O superávit comercial recorde do Brasil impressionou em 2023, mas deve ser difícil de se repetir à frente, afirmaram economistas e autoridades do governo, prevendo que a queda nas taxas de juros impulsionará as importações.
O desempenho robusto dos setores de petróleo, minério e do agronegócio pavimentou o caminho para um excedente comercial que saltou ao longo da última década, passando a diferenciar o Brasil dos seus pares regionais.
No entanto, o superávit do ano passado cresceu mais de 50% em relação a 2022, para quase 100 bilhões de dólares, em grande parte devido a uma queda de 12% nas importações, uma vez que o valor das exportações ficou quase estável.
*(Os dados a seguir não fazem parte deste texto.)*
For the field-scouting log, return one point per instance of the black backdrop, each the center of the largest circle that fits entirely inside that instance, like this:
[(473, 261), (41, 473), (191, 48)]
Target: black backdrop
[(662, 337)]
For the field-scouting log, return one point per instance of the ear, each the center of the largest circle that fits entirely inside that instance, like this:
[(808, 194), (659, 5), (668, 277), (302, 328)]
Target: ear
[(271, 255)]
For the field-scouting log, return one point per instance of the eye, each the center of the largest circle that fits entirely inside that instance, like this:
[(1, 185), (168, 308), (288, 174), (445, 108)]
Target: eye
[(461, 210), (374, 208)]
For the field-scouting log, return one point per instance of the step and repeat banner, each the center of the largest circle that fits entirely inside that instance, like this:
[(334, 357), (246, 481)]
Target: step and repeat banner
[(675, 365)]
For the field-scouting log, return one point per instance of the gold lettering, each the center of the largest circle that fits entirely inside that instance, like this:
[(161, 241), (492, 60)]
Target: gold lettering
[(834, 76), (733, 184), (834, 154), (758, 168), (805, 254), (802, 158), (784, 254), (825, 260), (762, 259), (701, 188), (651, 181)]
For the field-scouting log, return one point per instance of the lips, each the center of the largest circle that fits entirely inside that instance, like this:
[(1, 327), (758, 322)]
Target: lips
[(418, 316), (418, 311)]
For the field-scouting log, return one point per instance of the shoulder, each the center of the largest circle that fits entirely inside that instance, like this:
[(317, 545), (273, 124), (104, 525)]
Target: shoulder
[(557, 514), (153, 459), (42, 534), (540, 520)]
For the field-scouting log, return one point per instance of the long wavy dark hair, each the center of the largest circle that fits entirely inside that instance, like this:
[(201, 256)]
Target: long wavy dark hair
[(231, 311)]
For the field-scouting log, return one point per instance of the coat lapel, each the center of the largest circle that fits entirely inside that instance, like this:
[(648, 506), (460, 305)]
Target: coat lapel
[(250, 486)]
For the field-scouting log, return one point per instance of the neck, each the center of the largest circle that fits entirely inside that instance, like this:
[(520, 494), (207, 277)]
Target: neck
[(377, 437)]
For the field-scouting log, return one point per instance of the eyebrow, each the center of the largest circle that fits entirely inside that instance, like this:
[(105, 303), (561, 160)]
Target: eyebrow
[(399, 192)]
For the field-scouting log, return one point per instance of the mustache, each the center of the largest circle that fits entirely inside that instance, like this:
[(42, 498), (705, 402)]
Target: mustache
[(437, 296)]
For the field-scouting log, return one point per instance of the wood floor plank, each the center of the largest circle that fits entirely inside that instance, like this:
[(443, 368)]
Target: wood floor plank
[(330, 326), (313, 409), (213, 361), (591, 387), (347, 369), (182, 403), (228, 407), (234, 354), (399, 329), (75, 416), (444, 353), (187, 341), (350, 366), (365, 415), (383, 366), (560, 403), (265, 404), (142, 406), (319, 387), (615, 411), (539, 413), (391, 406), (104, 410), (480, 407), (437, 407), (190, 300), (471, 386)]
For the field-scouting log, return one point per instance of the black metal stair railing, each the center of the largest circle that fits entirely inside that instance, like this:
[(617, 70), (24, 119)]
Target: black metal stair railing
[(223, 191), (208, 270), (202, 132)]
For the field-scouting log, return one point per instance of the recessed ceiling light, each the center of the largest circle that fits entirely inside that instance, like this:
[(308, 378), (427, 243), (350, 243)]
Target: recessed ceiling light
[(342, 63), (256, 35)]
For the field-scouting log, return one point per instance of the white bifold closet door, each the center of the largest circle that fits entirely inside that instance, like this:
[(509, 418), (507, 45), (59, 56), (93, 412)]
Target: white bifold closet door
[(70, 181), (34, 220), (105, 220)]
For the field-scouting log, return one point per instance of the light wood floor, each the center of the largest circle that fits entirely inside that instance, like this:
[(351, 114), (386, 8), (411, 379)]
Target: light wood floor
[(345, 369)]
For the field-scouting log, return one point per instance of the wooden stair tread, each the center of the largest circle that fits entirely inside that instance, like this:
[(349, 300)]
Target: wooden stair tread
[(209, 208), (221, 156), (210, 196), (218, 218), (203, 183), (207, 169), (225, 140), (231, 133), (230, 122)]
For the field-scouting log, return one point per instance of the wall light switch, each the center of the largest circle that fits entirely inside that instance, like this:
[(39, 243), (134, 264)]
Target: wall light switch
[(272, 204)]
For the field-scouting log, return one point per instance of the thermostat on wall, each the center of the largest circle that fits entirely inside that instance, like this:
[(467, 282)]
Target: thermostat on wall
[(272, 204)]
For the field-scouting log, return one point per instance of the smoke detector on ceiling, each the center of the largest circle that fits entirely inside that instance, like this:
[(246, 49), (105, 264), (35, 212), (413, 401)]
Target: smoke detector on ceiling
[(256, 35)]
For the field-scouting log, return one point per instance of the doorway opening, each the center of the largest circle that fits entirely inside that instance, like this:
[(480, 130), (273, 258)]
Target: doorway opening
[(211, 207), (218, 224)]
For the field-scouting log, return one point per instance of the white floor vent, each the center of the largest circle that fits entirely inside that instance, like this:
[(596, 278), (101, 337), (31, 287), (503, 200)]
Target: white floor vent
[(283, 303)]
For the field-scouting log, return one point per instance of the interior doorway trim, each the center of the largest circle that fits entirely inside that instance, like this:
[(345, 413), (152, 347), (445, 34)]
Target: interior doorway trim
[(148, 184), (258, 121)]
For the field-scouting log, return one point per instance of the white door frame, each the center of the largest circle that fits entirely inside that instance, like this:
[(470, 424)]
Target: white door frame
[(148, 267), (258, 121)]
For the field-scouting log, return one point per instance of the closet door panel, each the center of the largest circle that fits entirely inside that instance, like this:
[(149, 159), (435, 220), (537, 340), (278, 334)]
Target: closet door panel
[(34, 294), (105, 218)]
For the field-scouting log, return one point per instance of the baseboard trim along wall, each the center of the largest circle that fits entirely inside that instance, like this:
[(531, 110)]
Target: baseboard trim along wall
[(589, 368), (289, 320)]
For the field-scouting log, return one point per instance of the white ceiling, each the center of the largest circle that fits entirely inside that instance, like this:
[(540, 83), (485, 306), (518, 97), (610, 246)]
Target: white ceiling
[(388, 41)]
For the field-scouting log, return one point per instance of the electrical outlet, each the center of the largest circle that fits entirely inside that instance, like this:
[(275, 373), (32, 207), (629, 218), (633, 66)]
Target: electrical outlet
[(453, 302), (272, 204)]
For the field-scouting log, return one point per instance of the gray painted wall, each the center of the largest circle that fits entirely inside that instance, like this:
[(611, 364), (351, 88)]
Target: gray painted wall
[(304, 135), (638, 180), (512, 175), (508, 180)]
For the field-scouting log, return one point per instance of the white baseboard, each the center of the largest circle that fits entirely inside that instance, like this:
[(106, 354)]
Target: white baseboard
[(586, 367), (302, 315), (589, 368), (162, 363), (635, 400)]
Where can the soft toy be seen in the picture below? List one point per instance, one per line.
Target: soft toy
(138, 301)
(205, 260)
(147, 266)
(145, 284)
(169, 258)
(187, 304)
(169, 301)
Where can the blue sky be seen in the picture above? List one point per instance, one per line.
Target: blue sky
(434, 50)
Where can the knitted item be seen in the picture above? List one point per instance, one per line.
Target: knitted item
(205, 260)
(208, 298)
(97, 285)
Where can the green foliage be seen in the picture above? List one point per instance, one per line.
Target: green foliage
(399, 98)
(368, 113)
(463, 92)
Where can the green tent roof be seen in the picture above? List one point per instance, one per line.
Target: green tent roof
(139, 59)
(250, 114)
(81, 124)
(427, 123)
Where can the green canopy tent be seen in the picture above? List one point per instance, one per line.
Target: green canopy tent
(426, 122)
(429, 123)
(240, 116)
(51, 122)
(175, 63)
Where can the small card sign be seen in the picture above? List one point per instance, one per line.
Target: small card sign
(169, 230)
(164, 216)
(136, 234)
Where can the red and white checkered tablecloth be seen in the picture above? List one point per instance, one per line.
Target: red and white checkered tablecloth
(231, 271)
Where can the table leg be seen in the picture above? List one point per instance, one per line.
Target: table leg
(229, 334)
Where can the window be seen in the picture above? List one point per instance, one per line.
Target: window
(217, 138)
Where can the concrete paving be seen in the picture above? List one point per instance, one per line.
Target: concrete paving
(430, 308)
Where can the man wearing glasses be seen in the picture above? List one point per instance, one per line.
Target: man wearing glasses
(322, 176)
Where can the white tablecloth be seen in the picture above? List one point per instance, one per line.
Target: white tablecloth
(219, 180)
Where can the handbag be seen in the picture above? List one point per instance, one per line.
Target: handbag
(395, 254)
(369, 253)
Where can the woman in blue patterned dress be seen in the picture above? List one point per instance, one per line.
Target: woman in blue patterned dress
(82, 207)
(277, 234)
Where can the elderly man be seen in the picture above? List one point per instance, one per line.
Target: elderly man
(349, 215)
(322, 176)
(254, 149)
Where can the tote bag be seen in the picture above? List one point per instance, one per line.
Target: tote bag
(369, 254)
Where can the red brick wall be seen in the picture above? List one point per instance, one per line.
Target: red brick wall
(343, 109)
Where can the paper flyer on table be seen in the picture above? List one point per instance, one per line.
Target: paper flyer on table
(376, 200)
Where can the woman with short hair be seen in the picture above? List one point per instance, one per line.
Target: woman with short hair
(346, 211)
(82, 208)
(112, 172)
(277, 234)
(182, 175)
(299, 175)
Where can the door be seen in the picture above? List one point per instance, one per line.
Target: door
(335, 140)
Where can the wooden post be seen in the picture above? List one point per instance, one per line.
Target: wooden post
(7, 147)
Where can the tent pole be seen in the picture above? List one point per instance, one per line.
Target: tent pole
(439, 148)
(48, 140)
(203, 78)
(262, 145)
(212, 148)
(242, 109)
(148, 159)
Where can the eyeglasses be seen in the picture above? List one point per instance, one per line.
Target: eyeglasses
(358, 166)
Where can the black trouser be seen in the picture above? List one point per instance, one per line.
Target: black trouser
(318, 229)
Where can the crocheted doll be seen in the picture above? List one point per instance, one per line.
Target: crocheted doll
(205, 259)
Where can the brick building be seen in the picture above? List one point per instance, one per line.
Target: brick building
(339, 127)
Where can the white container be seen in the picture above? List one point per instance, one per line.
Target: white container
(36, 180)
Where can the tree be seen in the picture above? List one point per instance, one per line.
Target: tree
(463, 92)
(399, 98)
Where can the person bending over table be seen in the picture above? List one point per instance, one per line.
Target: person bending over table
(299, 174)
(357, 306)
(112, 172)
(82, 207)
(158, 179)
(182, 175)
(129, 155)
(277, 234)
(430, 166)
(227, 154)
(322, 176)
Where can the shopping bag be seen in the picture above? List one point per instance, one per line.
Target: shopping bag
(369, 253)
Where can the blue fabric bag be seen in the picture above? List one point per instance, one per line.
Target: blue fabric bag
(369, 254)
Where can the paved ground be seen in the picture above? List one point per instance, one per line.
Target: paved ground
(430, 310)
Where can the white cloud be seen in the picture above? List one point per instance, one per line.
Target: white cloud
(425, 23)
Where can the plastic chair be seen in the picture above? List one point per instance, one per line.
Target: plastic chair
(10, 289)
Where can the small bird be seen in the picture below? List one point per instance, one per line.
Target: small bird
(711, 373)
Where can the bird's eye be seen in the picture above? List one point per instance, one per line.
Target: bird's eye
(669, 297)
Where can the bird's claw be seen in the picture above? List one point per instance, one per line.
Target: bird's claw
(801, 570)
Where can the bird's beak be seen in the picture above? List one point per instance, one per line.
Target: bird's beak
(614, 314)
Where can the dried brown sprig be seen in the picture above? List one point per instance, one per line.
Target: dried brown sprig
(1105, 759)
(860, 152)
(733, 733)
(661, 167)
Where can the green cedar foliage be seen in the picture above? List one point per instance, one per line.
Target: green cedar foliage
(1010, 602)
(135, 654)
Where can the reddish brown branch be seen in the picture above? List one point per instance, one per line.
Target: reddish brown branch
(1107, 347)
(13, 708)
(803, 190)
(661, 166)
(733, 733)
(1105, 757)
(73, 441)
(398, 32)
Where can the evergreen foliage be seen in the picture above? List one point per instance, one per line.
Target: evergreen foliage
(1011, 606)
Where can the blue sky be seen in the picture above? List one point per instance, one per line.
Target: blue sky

Essa dinâmica deverá mudar este ano, dizem os analistas, embalada por uma recuperação dos investimentos, que tiveram performance sofrível em 2023.
Alguma reação é agora prevista em meio ao ciclo de afrouxamento monetário e a um maior ímpeto do setor privado na esteira dos investimentos públicos já sinalizados pelo governo do Presidente Luiz Inácio Lula da Silva para obras de infraestrutura.
Lula, que também busca fazer da multiplicação dos canteiros de obras uma vitrine para o Partido dos Trabalhadores (PT) nas eleições municipais deste ano, assinalou em outubro que não seria necessário cumprir a meta de zerar o déficit primário em 2024 dada a importância de assegurar financiamento para projetos prioritários.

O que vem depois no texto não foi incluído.